After crushing Tamil rebels four years ago Sri Lanka expected to become South Asia’s tiger economy, but exuberance has given way to mediocre growth and fears of more trouble ahead.
The country was almost broke when troops defeated separatist Tamil Tigers in May 2009, but Colombo predicted that ending 37 years of bloodshed alone would jump-start the economy and make Sri Lanka the ‘Singapore of South Asia’.
‘Sri Lanka had a sudden opportunity at the end of the war, but we failed to leverage that,’ said opposition lawmaker Harsha de Silva. ‘Our policies were not conducive to attracting global investor attention.’
De Silva, who is also an economist, said the government’s reliance on state enterprises and the renationalistion of several privatised ventures in 2011 was a ‘knockout punch’ that discouraged investors.
The record 8.0 and 8.2 percent growth rates in the first two full years after the war gave way to a much slower 6.4 percent last year — slower than during some of the war years.
The government has predicted growth of around seven percent for 2013, but sources in the International Monetary Fund say that is too optimistic.
The IMF, which bailed out Sri Lanka with a $2.6 billion rescue package when foreign reserves hit rock bottom at the end of the war, is warning of a looming debt crisis and rising inflation.
On the eve of the celebrations marking the killing of Tamil Tiger leader Velupillai Prabhakaran on May 18, 2009, ending a protracted guerrilla war, the IMF country’s representative, Koshy Mathai, cautioned Colombo on the economy.
He said Sri Lanka’s revenue collection was among the lowest in Asia, public investment was also among the lowest and national debt at 80 percent of GDP was far too high.
Mathai has urged Sri Lanka to reform hugely loss-making state enterprises, including the electricity monopoly which raised tariffs by over 65 percent, a move that has sparked widespread protests from trade unions.

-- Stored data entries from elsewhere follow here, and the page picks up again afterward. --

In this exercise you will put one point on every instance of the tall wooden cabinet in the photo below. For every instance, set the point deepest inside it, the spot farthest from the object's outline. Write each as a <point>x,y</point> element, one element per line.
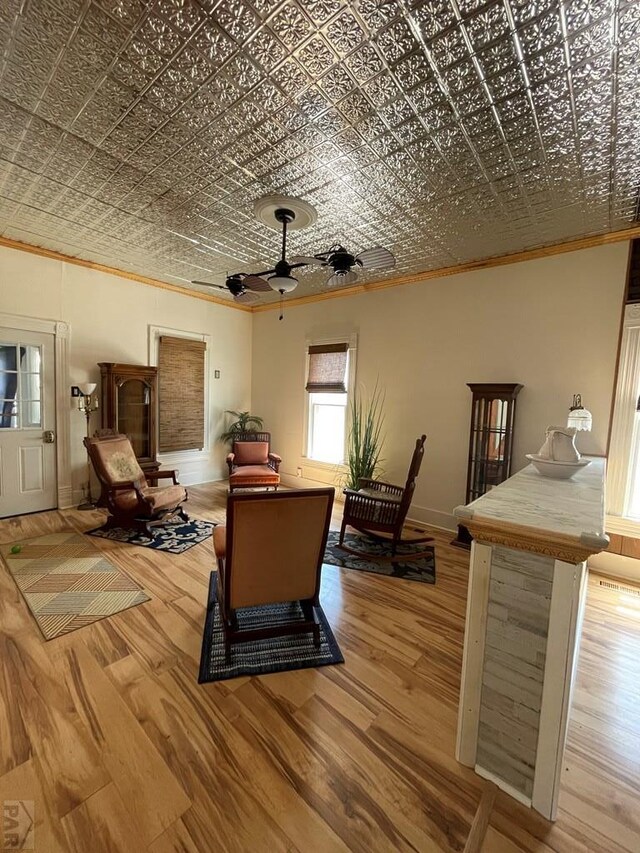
<point>493,412</point>
<point>129,406</point>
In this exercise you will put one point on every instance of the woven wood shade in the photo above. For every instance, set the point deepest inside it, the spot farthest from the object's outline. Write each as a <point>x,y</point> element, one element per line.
<point>327,368</point>
<point>181,394</point>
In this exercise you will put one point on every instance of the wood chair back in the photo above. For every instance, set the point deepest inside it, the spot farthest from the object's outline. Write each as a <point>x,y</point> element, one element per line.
<point>275,546</point>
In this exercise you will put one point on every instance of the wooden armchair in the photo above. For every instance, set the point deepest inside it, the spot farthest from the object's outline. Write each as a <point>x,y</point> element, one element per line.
<point>377,507</point>
<point>252,464</point>
<point>271,550</point>
<point>132,503</point>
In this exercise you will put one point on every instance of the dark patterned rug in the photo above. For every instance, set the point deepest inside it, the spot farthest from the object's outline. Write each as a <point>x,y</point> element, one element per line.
<point>174,537</point>
<point>259,657</point>
<point>411,562</point>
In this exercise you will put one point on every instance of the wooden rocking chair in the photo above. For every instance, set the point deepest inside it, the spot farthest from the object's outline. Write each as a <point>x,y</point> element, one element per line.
<point>381,508</point>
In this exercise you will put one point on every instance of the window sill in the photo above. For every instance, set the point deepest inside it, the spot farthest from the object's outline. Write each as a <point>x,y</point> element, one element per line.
<point>326,466</point>
<point>623,526</point>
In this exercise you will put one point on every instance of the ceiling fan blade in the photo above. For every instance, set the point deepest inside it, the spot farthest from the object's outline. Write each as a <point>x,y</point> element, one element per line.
<point>377,258</point>
<point>246,297</point>
<point>340,278</point>
<point>310,260</point>
<point>209,284</point>
<point>257,283</point>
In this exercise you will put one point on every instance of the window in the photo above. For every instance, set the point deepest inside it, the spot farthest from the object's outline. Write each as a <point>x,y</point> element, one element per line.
<point>181,394</point>
<point>329,367</point>
<point>623,476</point>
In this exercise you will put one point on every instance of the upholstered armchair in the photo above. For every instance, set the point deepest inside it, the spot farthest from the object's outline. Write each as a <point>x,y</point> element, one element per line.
<point>376,507</point>
<point>251,463</point>
<point>131,502</point>
<point>270,551</point>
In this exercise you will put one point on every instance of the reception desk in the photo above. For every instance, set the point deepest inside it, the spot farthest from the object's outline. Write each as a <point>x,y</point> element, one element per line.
<point>527,588</point>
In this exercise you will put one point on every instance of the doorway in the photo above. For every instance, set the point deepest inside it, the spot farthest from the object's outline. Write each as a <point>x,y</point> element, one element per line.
<point>28,481</point>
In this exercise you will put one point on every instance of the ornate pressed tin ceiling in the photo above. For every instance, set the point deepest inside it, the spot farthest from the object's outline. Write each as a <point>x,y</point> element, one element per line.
<point>138,135</point>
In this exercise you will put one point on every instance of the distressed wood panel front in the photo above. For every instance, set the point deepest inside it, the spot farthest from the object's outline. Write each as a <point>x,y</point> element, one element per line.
<point>515,649</point>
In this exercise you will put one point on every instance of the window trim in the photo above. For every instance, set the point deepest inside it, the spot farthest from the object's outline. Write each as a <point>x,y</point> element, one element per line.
<point>622,425</point>
<point>176,457</point>
<point>352,348</point>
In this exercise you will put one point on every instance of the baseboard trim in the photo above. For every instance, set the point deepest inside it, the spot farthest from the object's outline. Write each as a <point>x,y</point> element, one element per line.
<point>432,518</point>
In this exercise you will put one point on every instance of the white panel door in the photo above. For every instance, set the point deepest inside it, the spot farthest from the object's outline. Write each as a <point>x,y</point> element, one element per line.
<point>27,420</point>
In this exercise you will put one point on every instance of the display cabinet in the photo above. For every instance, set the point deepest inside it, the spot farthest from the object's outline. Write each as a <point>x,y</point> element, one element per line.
<point>129,403</point>
<point>493,411</point>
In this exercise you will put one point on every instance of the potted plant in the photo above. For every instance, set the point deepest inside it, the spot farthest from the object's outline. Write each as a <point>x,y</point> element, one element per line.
<point>244,422</point>
<point>365,440</point>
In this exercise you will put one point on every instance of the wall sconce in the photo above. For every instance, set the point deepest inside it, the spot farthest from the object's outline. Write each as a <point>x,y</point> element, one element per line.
<point>88,404</point>
<point>579,417</point>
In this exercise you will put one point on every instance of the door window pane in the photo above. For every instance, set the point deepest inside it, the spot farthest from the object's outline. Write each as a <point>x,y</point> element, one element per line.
<point>8,360</point>
<point>20,386</point>
<point>31,414</point>
<point>9,416</point>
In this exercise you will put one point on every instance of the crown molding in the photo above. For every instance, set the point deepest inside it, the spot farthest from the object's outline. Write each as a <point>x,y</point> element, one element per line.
<point>365,287</point>
<point>140,279</point>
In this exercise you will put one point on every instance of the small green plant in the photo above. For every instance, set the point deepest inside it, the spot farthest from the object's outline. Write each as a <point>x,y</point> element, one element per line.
<point>244,423</point>
<point>365,440</point>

Charu Lata Hogg of the London-based Chatham House thinktank said most Sri Lankans had yet to enjoy the peace dividend.
‘Iniquitous development, sustained military expense… and an escalating price rise have together ensured that the life of the ordinary Sri Lankan has not improved,’ she told AFP.

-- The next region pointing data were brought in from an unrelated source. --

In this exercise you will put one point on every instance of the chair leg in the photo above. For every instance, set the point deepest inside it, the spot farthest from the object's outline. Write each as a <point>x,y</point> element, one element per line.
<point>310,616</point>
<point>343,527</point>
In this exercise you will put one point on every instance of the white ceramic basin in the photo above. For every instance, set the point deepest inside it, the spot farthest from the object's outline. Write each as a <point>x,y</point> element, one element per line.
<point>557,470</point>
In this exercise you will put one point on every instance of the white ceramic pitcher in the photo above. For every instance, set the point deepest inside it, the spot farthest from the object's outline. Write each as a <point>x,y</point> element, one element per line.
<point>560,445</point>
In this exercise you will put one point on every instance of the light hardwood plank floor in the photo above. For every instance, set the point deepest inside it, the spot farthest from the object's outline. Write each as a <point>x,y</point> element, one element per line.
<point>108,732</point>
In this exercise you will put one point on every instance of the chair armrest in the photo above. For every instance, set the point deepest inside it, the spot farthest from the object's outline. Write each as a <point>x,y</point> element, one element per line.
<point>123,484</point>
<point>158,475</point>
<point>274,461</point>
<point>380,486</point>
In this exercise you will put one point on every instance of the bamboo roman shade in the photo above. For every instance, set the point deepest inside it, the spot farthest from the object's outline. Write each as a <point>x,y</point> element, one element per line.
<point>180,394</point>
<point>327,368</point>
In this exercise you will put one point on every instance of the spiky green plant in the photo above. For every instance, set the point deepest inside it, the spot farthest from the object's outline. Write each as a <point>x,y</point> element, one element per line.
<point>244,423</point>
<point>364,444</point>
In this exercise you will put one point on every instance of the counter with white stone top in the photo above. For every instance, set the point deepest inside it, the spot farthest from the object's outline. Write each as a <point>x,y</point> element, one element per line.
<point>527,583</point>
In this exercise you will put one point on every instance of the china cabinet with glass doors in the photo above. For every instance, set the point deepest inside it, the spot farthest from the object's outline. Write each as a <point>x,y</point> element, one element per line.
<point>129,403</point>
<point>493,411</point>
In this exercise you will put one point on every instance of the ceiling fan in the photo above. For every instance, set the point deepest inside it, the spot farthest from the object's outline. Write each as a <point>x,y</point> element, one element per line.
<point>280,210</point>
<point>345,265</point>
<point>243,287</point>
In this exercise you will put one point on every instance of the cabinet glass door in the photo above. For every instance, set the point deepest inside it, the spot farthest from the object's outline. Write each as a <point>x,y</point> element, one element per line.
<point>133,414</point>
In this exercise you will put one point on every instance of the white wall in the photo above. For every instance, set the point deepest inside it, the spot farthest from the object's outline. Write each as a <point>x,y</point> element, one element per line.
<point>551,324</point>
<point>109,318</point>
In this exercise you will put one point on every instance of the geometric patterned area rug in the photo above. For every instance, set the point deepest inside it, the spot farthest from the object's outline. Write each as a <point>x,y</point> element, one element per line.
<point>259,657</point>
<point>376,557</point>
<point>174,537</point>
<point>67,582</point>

Colombo is also under pressure from the West to probe alleged war crimes by its troops and to seal an autonomy deal with minority Tamils to ensure there is no sliding back to war.
Unhappy with the lack of progress on this front, the European Union has withdrawn tariff concessions from President Mahinda Rajapakse’s government.
Weaker exports coupled with higher imports saw Sri Lanka face one of its most lopsided balance of payments in 2011 with the trade deficit hitting a record $10 billion. It prompted a devaluation and an interest rate hike.
The central bank admitted last week that all was not well and it was cutting its key lending rate by 50 basis points in a bid to revive growth.
The end of the war saw a revival in tourism, with hotels more than doubling their rates as the number of visitors to the tropical Indian ocean island broke the one million barrier.
Murtaza Jafferjee, an analyst at Colombo-based JB Securities, said tourism was important, but its contribution to GDP was minor compared to the struggling manufacturing and agricultural sectors.
‘Tourism is important… but it’s not going to save the economy,’ he told AFP.
Independent economist Channa Amaratunga said the global slowdown had also affected Sri Lanka.
‘There is a lot of infrastructure work in war-affected areas, but the private investment is not enough,’ Amaratunga said.
‘There were unrealistic expectations of 10 percent growth at the end of the war. It is more tempered now.’